= Postmodern picture book =

Postmodern picture books are a specific genre of picture books. Characteristics of this unique type of book include non-linear narrative forms in storybooks, books that are "aware" of themselves as books and include self-referential elements, and what is known as metafiction.

A classic example of this genre is David Macaulay's award-winning Black and White (1990). This book consists of four "separate" sub-plots which are related, but the reader must decide in what way the story becomes meaningful. The inside front cover of this book, awarded the Caldecott Medal in 1990, states: "WARNING: This book appears to contain a number of stories that do not necessarily occur at the same time. But it may contain only one story. Then again, there may be four stories. Or four parts of a story. Careful inspection of both words and pictures is recommended."

Examples of postmodern picture books include David Wiesner's The Three Pigs, Anthony Browne's Voices in the Park, and Jon Scieszka and Lane Smith's The Stinky Cheese Man. Some books have unusual pictures that don't always mesh with the traditional, linear text (that often matches the pictures). An example would be Bamboozled by David Legge.

Frank Serafini (2004) has created lesson plans that lead students to discuss how text interacts with illustrations. Three sets of texts could be discussed: books that have corresponding text and pictures, books where the illustrations enhance the texts, and books where the illustrations contradict the text (Bamboozled is an example of contradictory text). Another lesson that Serafini describes that incorporates PM picture books could be having students read books that are ambiguous and allow for multiple interpretations. Student are encouraged to record their thinking in a journal called a "walking notebook". Books that are especially open to interpretation include: Browne's Voices in the Park, Wiesner's The Three Pigs, and David Macauley's Black and White.

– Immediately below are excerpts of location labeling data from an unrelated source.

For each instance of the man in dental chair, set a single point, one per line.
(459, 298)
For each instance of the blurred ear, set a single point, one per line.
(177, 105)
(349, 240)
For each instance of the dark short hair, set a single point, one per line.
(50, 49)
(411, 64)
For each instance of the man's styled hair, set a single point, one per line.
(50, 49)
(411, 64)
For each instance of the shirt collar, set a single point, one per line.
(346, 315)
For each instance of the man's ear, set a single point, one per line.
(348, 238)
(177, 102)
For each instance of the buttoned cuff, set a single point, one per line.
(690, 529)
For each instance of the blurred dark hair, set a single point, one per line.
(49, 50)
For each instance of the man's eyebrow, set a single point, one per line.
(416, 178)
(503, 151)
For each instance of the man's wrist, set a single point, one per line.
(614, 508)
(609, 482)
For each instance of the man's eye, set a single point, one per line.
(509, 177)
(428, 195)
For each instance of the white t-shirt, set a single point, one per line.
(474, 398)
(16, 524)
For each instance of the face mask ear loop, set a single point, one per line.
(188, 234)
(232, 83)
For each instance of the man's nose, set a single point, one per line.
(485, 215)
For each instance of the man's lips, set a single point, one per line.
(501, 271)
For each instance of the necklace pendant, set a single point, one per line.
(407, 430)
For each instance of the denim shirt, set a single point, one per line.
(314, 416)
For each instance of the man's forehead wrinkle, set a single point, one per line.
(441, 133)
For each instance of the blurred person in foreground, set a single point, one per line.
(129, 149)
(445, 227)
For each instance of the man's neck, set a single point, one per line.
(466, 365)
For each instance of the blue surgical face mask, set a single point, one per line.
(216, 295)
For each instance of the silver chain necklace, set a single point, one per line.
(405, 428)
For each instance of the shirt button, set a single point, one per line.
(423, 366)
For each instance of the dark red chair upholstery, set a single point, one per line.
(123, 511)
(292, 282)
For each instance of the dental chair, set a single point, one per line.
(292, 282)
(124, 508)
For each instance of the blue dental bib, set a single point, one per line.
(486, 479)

These books could be thought of as multi-modal texts that defy the usual, linear organization of storybooks. In postmodern, meta-fictive books, the reader is intentionally made aware of the way that the book calls attention to itself. For example, in Wiesner's The Three Pigs, the main characters decide to climb outside the text; pictures depicting the pigs climbing outside the story are prominent. In The Stinky Cheese Man, Scieszka and Lane purposely use intertextual references, or references to many other well-known fables, to create tongue-in-cheek, satirical stories and spin-offs of classic fairy tales. Widely varying size fonts and pictures combine to create a post-modern picture book.

According to Anstey (2002), characteristics of postmodern picture books include:

1. Non-traditional plot structure
2. Using the pictures or text to position the reader to read the text in a particular way, for example, through a character's eyes or point of view.
3. The reader's involvement with constructing the meaning of the text.
4. Intertextual references, which requires the reader to make connections to other books or knowledge, in order to better understand the text.
5. Varied design layout and a variety of styles of illustration.

Ryan & Anstey (2003) suggest that post-modern picture books may allow students to increase their "self-knowledge about reading" and that students might be able to use this knowledge in strategic ways as they read. In their study, Ryan and Anstey looked at how sixth graders responded to a PM picture book, which was selected because it was open to many interpretations, titled The Rabbits by John Marsden and Shaun Tan. They discovered that the reading of such texts allow students to draw upon their resources as readers. The reading of such books supports a multiliteracies perspective. Accordingly, such books may be useful in allowing teachers to use texts that encourage students to draw upon their own identity and use this knowledge to read strategically.